Here are a few other observations Chowdhry made in a research note released Sunday.

* No cash registers in the three on-site cafeterias, suggesting that the facility’s estimated 3,000 employees may enjoy the same free-lunch perks as Silicon Valley tech firm workers.

* The second floor of the factory assembles stationary batteries in three power categories: 10 kWh for residential solar installations, 400 kWh for commercial use and larger packs for utilities. Tesla also produces electric motors, gearboxes, inverters and “various electrical components” in the same large second-floor space.

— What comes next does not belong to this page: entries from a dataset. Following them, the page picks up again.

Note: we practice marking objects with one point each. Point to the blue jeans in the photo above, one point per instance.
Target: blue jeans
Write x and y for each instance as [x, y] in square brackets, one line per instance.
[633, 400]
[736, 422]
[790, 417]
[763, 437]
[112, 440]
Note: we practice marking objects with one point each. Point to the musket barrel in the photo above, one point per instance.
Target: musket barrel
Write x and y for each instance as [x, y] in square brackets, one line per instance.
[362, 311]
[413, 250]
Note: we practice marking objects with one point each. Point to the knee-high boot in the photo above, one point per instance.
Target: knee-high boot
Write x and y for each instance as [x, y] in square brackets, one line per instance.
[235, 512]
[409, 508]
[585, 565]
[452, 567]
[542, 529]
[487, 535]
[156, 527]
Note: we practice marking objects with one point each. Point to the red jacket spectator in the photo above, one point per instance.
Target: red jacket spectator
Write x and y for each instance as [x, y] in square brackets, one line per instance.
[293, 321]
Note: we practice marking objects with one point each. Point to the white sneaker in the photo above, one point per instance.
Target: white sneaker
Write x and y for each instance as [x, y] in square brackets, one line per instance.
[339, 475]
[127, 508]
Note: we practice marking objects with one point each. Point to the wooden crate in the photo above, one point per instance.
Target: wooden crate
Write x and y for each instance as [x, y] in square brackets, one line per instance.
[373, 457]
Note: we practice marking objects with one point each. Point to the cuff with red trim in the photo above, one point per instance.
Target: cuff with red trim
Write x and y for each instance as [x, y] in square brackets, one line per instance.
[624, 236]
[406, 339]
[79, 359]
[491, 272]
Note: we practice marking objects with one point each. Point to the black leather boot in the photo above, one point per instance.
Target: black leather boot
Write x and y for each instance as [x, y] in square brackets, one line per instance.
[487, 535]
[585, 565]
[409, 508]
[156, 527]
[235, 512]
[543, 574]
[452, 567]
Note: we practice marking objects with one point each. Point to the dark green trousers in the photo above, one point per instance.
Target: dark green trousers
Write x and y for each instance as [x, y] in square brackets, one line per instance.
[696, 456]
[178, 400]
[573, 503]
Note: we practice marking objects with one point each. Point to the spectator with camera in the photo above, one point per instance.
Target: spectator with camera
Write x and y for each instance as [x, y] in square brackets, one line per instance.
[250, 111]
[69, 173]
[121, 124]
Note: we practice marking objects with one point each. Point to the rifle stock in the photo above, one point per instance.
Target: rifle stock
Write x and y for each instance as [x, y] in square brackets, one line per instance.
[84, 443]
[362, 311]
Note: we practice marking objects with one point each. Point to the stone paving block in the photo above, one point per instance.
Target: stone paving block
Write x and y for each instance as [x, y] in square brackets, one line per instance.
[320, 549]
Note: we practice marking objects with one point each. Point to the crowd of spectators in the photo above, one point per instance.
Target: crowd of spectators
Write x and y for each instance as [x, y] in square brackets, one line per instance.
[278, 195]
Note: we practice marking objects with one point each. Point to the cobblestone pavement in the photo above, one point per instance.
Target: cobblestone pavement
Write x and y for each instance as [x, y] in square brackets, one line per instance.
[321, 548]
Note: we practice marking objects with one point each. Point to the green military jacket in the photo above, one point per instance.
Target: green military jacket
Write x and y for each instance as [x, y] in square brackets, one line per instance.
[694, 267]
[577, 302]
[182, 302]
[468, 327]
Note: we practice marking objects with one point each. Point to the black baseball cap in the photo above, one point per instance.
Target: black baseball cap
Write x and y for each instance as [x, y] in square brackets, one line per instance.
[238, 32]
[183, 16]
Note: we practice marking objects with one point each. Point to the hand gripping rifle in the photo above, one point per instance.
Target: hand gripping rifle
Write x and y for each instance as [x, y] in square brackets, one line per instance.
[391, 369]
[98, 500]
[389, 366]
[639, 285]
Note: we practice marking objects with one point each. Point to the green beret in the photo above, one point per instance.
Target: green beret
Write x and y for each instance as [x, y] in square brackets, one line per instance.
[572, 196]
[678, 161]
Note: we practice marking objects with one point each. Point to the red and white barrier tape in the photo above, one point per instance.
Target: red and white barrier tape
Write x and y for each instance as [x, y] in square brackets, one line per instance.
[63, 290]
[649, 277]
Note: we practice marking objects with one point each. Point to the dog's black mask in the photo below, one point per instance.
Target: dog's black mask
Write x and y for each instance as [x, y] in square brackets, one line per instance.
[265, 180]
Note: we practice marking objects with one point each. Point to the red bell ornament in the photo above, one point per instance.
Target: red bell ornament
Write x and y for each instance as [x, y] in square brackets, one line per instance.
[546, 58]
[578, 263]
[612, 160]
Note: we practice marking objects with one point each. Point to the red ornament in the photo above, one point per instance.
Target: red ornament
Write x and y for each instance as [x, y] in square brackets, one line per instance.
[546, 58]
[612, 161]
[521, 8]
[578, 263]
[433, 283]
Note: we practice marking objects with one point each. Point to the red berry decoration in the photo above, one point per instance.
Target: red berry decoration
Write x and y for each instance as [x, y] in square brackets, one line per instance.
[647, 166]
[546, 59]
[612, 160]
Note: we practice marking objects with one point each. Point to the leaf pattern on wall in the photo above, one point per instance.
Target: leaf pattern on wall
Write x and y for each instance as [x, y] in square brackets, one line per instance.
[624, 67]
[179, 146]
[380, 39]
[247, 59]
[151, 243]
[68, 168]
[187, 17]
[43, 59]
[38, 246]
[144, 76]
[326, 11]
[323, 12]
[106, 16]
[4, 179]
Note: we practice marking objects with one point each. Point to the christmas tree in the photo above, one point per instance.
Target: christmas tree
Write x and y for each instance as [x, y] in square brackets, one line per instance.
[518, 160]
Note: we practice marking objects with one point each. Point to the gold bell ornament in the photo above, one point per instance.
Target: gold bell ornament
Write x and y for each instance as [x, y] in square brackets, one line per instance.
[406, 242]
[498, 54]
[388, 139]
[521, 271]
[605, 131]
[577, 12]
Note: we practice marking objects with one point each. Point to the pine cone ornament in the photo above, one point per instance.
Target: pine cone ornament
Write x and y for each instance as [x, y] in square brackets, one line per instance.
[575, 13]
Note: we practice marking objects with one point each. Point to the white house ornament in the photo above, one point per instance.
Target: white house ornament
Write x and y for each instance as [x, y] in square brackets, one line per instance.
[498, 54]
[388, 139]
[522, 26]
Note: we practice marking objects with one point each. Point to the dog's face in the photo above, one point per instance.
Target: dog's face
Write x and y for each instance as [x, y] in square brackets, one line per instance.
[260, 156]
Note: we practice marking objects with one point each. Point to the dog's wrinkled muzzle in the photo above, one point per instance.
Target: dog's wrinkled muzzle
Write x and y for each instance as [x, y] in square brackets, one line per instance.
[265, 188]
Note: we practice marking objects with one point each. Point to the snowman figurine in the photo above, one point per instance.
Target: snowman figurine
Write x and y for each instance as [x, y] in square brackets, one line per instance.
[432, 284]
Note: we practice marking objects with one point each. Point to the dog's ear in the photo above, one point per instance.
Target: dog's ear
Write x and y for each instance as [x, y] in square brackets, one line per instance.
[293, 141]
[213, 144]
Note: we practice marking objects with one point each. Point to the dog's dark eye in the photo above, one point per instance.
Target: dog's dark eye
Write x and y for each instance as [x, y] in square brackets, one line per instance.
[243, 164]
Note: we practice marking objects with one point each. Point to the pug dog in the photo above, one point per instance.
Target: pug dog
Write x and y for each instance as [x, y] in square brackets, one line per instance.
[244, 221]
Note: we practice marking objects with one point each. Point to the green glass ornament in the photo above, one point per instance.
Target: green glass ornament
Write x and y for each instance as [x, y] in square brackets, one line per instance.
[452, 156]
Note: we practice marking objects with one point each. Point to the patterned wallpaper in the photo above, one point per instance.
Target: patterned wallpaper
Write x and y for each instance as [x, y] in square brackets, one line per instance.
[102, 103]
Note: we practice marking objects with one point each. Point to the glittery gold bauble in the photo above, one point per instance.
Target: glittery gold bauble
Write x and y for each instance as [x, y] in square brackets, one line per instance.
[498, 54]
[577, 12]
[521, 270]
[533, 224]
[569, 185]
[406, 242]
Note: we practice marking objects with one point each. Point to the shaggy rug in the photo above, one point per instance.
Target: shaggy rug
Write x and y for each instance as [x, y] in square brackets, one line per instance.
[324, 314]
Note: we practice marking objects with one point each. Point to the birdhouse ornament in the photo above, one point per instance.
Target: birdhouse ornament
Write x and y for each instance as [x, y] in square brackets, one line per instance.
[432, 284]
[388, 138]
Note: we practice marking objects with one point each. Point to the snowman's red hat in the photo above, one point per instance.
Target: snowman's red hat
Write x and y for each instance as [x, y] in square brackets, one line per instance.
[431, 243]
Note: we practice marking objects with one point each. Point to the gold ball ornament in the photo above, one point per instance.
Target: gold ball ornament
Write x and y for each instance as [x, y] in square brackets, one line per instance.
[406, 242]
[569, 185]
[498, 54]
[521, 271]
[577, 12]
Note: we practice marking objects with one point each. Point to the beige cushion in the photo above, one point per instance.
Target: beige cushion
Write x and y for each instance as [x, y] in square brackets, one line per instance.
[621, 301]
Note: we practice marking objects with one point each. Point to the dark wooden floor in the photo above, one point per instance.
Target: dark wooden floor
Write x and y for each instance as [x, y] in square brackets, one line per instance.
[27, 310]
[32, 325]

* The recently expanded production capacity is now fully operational. The new capacity allows for weekly production of up to 3,000 vehicles, which means the company now has the capacity to begin building the Model X crossover, due out in the spring.

* The factory has ample empty space to make room for the sub-$40,000 Model 3 due out in 2017.

* The factory has an area sectioned off called “Driver Assist.”

* Tesla’s factory lobby – where suppliers can come with their offers – was “busy with European suppliers and Asian suppliers,” says Global Equities Research. This compares favorably to last year, when there was “hardly any activity in the Tesla factory lobby.”

“What Chevron is for internal combustion engines, the gigafactory is for electric vehicles,” Chowdhry said. “The factory will power the Model 3, Model S and Model X. It will also provide the stationary batteries and may also become a supplier to other electric vehicle makers.”

Global Equities Research is bullish on Tesla’s prospects. It gives the company an overweight rating and a 12 to 18 months price target of $385. Tesla Motors was trading at around $262 on Tuesday and has gained nearly 62 percent of its value in the past 12 months.